Comparing the running subcuticular technique versus the Donati technique in open carpal tunnel release: a randomized controlled trial.
OrthoEvidence Journal (OE Journal) - ACE Report
OE Journal. 2021;9(20):8 J Orthop Surg Res. 2021; 16: 565.Qu'est-ce que cela signifie pour ma pratique ?
The results of this study revealed no significant differences in pain or function between the two suture techniques for patients undergoing open carpal tunnel release. Whilst patient-reported scar assessment was slightly better in the running subcuticular group at 2 weeks, the 6 and 12 week results were not significantly different.
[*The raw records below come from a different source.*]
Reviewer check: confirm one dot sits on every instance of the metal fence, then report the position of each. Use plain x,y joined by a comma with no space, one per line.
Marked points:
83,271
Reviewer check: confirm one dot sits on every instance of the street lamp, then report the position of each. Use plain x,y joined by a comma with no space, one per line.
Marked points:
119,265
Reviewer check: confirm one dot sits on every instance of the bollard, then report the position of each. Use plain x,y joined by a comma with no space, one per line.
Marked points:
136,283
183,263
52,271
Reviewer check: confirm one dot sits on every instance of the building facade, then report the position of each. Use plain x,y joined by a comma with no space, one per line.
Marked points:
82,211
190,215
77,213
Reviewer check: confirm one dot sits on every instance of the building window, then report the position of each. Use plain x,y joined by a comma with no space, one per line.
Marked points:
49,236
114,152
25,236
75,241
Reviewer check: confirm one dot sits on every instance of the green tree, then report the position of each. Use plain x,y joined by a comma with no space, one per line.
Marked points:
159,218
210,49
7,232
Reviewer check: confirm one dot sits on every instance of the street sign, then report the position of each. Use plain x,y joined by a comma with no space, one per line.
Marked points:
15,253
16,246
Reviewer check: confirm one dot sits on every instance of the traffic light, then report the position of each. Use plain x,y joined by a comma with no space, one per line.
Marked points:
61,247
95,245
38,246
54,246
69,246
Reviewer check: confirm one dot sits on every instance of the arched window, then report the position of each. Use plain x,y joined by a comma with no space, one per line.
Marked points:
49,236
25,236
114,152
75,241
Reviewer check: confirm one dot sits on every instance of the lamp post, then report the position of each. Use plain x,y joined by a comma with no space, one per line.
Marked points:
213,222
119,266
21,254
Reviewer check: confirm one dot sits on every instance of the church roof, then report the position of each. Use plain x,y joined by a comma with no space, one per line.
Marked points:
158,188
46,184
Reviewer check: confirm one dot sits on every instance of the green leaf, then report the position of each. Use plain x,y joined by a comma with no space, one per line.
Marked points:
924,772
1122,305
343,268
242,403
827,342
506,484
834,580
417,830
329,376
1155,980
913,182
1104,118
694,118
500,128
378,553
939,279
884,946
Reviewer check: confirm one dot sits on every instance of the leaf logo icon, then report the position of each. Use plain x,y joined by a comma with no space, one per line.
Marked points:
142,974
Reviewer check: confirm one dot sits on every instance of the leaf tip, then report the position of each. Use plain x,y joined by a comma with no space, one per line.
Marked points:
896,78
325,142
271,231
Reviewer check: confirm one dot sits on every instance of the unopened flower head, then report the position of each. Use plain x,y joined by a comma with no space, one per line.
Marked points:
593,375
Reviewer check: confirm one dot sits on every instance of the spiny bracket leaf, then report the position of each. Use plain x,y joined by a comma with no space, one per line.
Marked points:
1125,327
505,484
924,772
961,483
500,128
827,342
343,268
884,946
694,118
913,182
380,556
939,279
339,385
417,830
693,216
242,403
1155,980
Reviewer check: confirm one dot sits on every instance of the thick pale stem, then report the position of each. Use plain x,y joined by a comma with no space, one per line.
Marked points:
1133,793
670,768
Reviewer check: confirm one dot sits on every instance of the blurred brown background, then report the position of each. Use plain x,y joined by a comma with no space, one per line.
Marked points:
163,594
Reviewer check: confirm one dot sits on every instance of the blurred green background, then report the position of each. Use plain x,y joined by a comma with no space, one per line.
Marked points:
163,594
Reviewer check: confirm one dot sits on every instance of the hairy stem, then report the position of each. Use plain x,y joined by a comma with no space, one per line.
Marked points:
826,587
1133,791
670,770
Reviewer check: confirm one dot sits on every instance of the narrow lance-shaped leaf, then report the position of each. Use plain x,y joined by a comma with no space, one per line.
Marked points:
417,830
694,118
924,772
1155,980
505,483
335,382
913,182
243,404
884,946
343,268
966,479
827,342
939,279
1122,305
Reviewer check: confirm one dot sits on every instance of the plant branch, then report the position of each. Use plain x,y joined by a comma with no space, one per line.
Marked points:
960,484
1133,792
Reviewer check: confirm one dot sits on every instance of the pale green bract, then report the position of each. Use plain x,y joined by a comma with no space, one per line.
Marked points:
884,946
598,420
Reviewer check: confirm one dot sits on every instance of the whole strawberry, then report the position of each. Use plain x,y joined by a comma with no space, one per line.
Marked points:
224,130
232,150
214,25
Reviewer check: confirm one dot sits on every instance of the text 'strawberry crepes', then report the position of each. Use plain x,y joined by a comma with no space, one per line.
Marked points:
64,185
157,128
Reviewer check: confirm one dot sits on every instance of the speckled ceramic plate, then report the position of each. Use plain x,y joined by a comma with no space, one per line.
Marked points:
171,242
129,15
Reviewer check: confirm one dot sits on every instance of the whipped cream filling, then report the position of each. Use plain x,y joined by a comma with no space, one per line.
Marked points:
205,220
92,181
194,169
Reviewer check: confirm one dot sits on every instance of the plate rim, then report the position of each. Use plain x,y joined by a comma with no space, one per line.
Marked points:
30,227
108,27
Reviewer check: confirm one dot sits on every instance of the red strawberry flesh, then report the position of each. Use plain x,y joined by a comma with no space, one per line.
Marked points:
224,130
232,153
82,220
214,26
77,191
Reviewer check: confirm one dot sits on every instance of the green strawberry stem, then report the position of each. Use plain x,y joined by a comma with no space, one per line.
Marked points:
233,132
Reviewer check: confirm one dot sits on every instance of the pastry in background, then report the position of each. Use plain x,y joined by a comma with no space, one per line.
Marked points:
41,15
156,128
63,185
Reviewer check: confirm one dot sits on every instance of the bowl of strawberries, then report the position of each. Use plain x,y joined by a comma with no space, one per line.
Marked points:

This study was limited by the short follow up period, as well as the lack of capturing pain levels during suture removal - many patients complained about pain during the removal of the running subcuticular suture than the Donati suture. Future studies with longer follow up and assessment of pain during suture removal are of interest.
Résumé de l'étude
One hundred and forty-two patients with carpal tunnel syndrome scheduled for an open carpal tunnel release were randomized to receive wound closure via the Donati suture technique (n=71) or the running subcuticular suture technique (n=71). The primary outcome of interest was scar assessment by the patient and physician via the Patient and Observer Scar Assessment Scale (POSAS). Secondary outcomes of interest included pain on a Verbal Numeric Rating Scale (NRS), function on the Boston Carpal Tunnel Questionnaire (BCTQ), grip strength, and pinch strength. Outcomes were assessed at 2 weeks, 6 weeks, and 12 weeks post-surgery. No significant differences were observed between groups in all outcomes at all time-points, with the exception of early (2 week) POSAS scores by the patient, which were in favour of the running subcuticular group.